Councilmember Charlie Rivenbark seemed particularly keen on moving quickly on the CoC, and on holding firm with creating shelter space within the community. “If we do create some of these day shelters, it's going to take some political will on behalf of the county commission and the city council to do it and weather the storm that will surely come our way. Because, as people on council know, we have tried a number of locations in town that we thought made sense, and you’d have thought we were putting in a nuclear waste dump.”
Rivenbark spoke passionately about the need to help the homeless – he said he’d never seen people on the street as a child, but now it’s commonplace. “I keep saying this, but we got to do something drastic. We've got to throw money at it. Some problems, you just have to throw money at it. And until you get it right, it's going to be expensive, but we have to do it.”
Commissioner Jonathan Barfield agreed. “When it comes to updating the land use regulations, NIMBYism happens at every level,” he said. He added that homelessness can happen to anybody. “No matter where you live and what your pedigree is, what your education is, people find themselves in those situations and don't know what to do.”

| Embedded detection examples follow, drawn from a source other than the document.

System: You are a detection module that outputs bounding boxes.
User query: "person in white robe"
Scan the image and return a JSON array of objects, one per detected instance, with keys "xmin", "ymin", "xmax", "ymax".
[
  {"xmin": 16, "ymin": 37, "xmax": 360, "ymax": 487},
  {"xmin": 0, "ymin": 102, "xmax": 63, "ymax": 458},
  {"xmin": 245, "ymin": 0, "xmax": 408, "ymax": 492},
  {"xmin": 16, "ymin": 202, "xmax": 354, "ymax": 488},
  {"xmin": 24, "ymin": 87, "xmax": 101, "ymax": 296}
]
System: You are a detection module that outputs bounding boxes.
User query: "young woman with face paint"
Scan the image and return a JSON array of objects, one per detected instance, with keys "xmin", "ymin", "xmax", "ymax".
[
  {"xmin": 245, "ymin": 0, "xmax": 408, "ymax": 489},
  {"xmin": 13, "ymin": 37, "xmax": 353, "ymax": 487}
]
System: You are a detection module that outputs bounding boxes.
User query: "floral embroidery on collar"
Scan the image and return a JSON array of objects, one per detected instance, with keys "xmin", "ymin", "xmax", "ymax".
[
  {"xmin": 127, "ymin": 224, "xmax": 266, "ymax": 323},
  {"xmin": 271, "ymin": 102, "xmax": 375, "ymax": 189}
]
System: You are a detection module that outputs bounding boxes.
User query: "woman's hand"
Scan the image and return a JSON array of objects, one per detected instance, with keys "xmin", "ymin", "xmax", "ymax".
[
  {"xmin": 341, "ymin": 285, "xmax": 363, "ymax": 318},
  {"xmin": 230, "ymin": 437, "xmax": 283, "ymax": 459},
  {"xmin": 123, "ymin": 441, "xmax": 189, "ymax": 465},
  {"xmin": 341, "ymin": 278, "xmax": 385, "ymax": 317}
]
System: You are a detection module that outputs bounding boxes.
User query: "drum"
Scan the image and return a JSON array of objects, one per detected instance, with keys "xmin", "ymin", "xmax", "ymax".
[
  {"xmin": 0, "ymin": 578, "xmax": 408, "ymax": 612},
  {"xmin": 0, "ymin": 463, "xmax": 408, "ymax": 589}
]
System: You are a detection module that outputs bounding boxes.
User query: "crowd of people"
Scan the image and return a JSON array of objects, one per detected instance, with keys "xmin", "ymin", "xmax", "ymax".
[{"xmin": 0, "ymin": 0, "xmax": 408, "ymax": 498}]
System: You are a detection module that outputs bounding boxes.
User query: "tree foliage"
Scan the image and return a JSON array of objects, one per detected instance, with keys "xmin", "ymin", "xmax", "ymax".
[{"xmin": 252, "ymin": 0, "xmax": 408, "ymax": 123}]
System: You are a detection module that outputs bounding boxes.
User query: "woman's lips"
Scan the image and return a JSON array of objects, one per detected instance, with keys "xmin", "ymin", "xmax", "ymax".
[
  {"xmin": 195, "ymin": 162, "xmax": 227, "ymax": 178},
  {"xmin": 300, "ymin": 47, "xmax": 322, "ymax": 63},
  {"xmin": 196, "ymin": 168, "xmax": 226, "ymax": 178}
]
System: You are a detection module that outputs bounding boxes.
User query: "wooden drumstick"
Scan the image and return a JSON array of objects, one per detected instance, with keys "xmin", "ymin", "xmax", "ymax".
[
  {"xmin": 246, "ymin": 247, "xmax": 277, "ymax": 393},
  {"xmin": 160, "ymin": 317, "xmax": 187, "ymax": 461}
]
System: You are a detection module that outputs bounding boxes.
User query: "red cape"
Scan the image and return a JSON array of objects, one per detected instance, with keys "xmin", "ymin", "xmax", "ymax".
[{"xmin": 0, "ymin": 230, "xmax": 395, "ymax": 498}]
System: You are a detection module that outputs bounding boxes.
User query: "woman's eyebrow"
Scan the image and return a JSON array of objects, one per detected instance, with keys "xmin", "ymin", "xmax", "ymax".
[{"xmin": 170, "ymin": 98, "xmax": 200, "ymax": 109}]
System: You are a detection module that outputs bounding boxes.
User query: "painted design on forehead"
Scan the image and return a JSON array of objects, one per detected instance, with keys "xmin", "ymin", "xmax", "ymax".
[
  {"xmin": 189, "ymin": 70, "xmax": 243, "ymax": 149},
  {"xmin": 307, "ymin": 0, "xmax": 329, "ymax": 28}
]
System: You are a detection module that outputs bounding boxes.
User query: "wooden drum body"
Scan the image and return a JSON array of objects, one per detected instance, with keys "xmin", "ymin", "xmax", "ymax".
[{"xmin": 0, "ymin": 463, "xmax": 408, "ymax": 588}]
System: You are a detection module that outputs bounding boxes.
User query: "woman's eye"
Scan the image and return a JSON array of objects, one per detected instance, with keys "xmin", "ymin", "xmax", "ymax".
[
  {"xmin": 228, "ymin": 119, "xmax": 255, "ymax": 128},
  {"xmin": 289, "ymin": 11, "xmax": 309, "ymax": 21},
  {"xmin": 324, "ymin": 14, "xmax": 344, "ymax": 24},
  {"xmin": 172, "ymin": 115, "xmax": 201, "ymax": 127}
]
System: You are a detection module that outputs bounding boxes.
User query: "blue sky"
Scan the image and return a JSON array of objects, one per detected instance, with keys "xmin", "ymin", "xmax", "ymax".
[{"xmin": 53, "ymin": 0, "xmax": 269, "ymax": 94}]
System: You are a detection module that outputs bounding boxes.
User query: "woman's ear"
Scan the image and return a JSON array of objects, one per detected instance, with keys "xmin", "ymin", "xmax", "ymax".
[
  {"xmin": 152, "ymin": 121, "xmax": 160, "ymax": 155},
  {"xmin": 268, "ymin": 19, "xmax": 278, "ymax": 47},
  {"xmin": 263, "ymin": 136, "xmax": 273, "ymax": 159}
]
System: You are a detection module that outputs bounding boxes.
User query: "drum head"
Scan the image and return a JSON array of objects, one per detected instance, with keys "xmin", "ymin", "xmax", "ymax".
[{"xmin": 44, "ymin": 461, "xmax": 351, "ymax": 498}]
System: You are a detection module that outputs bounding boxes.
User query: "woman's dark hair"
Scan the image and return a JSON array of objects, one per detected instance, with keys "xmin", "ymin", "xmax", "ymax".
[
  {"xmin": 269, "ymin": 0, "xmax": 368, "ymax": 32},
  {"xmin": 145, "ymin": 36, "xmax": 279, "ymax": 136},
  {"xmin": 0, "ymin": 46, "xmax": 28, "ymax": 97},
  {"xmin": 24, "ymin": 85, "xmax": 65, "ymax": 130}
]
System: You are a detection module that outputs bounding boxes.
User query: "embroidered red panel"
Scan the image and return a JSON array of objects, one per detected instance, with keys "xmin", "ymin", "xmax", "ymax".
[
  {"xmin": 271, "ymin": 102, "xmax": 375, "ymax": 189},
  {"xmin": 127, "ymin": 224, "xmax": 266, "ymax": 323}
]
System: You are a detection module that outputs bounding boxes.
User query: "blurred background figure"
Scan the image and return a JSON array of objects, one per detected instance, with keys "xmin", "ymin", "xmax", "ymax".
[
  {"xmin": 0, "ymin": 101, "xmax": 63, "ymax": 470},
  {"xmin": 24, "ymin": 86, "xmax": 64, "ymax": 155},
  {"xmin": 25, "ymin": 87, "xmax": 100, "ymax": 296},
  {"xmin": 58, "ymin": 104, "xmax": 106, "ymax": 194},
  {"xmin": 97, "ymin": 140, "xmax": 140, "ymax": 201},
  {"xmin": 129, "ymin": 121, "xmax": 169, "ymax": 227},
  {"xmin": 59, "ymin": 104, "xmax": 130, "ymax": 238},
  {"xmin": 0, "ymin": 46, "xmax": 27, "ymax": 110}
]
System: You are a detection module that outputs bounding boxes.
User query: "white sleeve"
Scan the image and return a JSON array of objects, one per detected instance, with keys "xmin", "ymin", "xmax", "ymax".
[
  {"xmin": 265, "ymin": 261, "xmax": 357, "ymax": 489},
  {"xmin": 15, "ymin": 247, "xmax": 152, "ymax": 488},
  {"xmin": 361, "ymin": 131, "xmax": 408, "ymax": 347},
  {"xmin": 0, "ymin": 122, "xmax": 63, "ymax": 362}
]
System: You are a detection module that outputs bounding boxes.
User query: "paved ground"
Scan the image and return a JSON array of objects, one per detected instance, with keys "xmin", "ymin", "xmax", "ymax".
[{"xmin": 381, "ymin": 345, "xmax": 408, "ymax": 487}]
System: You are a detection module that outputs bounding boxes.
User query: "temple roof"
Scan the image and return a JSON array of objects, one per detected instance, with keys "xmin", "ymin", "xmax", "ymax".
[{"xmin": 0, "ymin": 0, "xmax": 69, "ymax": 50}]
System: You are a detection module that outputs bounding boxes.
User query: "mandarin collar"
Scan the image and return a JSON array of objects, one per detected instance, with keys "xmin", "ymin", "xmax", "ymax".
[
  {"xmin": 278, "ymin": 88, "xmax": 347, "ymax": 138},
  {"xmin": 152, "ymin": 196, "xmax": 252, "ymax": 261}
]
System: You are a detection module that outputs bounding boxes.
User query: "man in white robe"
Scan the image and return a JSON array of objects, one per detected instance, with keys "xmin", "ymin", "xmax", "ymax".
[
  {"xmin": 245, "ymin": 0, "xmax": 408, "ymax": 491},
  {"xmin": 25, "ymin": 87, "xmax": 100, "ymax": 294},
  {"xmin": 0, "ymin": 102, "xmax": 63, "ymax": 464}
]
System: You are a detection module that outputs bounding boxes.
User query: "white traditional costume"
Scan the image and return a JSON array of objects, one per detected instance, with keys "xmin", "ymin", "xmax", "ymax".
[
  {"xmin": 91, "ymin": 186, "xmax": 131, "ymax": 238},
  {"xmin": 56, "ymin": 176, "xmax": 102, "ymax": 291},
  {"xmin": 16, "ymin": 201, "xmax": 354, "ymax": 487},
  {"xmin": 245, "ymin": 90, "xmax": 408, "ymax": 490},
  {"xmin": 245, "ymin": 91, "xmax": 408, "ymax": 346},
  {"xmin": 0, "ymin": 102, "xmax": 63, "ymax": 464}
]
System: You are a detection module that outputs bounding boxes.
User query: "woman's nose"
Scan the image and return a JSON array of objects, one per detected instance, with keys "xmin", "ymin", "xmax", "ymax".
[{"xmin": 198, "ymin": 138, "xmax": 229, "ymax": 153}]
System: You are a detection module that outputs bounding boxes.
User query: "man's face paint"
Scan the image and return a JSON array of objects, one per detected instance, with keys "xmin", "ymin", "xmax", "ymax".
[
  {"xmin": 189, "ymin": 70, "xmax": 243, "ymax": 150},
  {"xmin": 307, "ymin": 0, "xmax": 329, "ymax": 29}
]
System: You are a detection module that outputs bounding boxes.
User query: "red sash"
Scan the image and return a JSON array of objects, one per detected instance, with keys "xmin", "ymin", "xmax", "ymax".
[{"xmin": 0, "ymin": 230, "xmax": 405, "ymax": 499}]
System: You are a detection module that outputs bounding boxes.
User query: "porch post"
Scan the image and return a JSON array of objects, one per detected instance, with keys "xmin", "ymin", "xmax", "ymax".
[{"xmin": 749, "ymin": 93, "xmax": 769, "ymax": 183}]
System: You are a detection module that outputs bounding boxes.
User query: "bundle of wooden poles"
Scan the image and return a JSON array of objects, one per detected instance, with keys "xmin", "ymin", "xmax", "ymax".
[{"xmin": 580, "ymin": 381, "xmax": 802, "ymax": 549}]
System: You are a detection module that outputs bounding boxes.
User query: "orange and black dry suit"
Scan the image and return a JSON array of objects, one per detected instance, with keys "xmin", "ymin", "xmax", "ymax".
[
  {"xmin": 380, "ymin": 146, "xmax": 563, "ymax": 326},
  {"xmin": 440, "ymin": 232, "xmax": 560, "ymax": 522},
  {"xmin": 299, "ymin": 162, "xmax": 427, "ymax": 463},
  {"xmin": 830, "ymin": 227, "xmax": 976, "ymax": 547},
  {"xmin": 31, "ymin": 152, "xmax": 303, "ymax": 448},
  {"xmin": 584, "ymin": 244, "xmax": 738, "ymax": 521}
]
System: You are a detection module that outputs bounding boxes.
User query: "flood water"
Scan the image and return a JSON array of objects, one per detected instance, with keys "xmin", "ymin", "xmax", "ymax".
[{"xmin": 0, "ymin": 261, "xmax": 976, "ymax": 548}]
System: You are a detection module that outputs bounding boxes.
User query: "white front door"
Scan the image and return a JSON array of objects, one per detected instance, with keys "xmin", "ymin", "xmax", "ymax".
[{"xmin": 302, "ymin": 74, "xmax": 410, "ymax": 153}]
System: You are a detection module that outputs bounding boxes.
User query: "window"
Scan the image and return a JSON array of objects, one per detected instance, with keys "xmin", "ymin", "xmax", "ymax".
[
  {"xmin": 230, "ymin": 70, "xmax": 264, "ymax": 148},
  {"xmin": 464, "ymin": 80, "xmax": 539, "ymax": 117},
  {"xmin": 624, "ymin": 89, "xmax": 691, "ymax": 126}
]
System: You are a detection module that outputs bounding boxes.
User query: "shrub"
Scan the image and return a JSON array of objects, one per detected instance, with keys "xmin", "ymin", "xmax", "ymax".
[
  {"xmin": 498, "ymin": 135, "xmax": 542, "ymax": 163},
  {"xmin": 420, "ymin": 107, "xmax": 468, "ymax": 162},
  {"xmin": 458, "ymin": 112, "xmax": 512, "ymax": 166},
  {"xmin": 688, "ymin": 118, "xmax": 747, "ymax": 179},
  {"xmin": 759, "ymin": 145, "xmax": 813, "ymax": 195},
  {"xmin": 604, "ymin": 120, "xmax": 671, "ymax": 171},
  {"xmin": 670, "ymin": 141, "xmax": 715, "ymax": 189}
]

The issue of permanent supportive housing was a bit more controversial than the other points – it is an expensive venture. Though there are 77 new units being developed by Good Shepherd Center in the coming years, providers estimate there will still be a need for 25 to 75 more units beyond that.
Councilmember Luke Waddell suggested that it shouldn't be a New Hanover county problem, so much as a regional problem. “I would probably not advocate that we build it all in the smallest county in the state with some of the highest land prices per acre in the state,” he said. “I think a regional issue should have a regional approach. I mean, our neighboring counties have property with many orders of magnitude less expensive than what we have here.”
He voiced a strong preference for mental health services through a day shelter. And public officials overall seemed more interested in those less expensive, less permanent solutions.
Staff said they would take the full discussion under advisement and come back with a menu of options to invest in, along with potential costs.